Dietary antibiotics increased pH in ileum, cecum, and colon and reduced VFA concentration in cecum, which could be attributed antimicrobial effect of antibiotics. Dietary CM increased pH in the ileum, but did not affect pH in the cecum and colon. In the current study, the inclusion of CM in diets was achieved by a partial replacement of SBM with the CM. SBM has a relatively higher content of soluble fiber and a relatively lower content of insoluble fiber than CM. For instance, the soluble NSP constituted 29% and 25% of total NSP in SBM and CM, respectively (Knudsen, 1997). Some of the soluble fiber can be fermented in the lower part of small intestine, whereas most of the insoluble fiber is fermented in hindgut (Freire et al., 2000; Molist et al., 2014). Thus, the lower ileal pH for the control diet than for the CM-containing diet could be attributed to the higher content of the insoluble fiber in the CM than in the SBM. However, the lack of effect of dietary CM on cecal and colonic pH could be attributed to the fact that some of the insoluble fiber in CM was fermented in the hindgut. The tendency of reduction in cecal VFA concentration due to dietary CM could also be attributed to the relatively higher content of insoluble fiber in CM than in SBM. Insoluble fiber is fermented at slower rate than soluble fiber (Freire et al., 2000; Montagne et al., 2003). Also, fiber in CM is more lignified than fiber in SBM (Khajali and Slominski, 2012). Fermentation of fiber is negatively related to its degree of lignification (Van Soest, 1994; Slominski et al., 2012; Woyengo et al., 2016).

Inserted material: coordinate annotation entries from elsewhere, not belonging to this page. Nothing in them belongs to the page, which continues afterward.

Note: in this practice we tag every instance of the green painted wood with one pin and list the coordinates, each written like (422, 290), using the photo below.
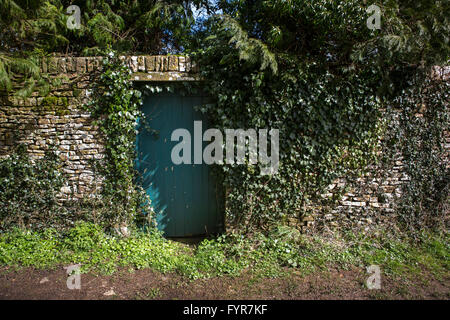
(186, 197)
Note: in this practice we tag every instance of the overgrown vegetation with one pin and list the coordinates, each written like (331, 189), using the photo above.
(309, 68)
(282, 251)
(34, 29)
(418, 120)
(28, 191)
(115, 104)
(315, 71)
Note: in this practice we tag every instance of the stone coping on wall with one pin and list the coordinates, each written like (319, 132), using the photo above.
(143, 67)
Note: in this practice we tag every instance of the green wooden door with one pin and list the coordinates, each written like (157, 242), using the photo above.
(186, 197)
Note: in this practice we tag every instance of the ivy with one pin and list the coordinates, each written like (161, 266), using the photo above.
(417, 133)
(115, 105)
(29, 189)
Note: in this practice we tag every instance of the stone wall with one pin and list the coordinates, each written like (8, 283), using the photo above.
(59, 119)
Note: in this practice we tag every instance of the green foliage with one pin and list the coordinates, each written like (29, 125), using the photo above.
(115, 104)
(28, 190)
(315, 71)
(416, 132)
(233, 254)
(33, 29)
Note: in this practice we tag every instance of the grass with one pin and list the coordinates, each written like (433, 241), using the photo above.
(272, 255)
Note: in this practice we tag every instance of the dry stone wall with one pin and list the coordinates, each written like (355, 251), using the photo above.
(58, 119)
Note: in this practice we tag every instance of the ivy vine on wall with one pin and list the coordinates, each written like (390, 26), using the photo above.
(115, 104)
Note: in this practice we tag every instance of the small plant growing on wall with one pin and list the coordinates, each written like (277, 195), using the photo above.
(29, 189)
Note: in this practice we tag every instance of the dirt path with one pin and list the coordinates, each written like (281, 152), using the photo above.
(145, 284)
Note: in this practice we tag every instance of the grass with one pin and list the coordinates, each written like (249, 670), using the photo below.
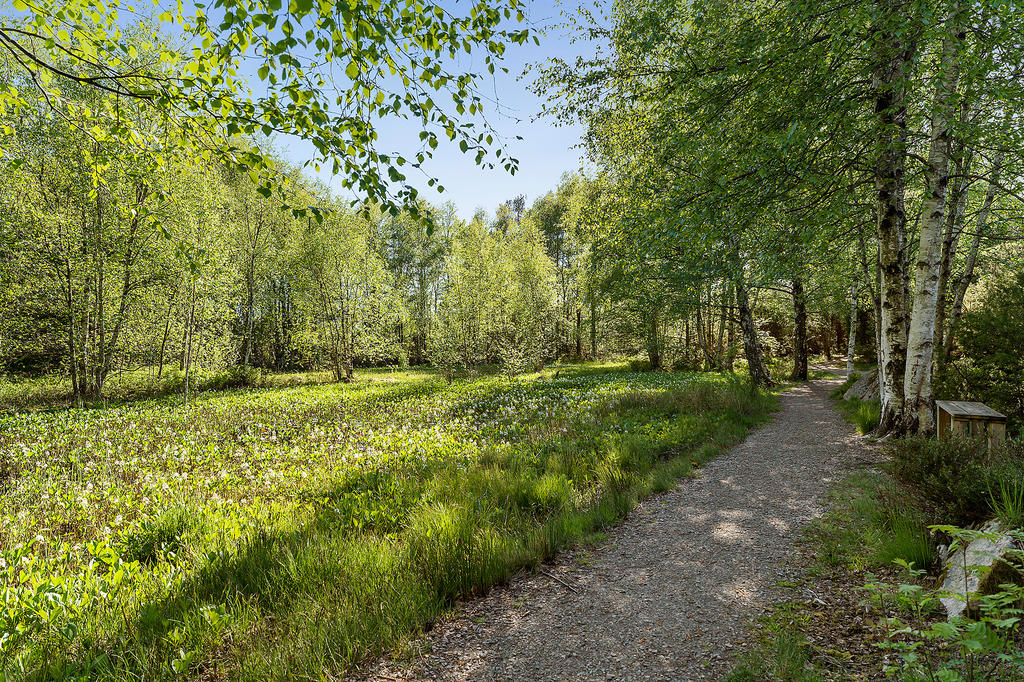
(868, 525)
(291, 531)
(782, 652)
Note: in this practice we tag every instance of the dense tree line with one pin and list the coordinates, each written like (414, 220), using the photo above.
(869, 146)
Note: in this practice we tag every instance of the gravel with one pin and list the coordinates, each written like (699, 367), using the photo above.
(671, 593)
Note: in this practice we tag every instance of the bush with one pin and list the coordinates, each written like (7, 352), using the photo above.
(957, 477)
(236, 377)
(991, 369)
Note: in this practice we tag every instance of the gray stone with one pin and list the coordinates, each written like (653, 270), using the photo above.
(984, 564)
(865, 388)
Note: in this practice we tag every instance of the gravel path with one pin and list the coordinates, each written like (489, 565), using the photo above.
(670, 595)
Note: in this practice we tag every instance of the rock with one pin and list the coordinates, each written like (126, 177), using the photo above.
(987, 569)
(865, 388)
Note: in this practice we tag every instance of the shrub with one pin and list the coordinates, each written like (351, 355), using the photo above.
(958, 478)
(236, 377)
(991, 369)
(950, 475)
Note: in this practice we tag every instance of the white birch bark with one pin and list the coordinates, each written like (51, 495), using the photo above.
(852, 342)
(890, 185)
(981, 222)
(921, 337)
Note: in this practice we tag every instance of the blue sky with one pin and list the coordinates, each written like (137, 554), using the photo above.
(545, 153)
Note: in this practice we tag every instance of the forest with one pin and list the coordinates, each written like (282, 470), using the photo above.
(212, 357)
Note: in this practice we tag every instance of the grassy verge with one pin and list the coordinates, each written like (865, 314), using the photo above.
(290, 533)
(867, 611)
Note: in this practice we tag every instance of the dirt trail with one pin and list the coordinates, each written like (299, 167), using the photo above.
(671, 593)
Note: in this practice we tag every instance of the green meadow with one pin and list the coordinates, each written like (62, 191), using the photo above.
(296, 530)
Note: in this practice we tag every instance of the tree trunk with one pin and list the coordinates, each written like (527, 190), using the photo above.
(967, 276)
(579, 333)
(720, 351)
(752, 345)
(851, 344)
(800, 334)
(921, 340)
(593, 326)
(890, 184)
(653, 340)
(950, 243)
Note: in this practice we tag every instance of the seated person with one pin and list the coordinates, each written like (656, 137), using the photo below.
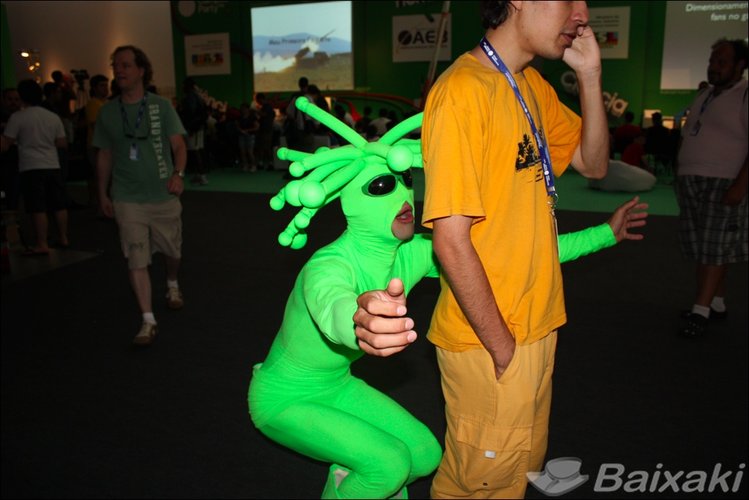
(635, 153)
(622, 176)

In conclusion, inclusion of CM in the corn–SBM-based diet at 20% improved the growth performance of weaned pigs challenged with F18 strain of E. coli, likely by improving feed intake, and by reducing inflammatory response from the infection of ETEC as evidenced by the tendency of dietary CM to reduce WBC count. Thus, CM can be included in antibiotics-free corn–SBM-based diets for weaned pigs that are challenged with F18 strain of E. coli to improve their performance.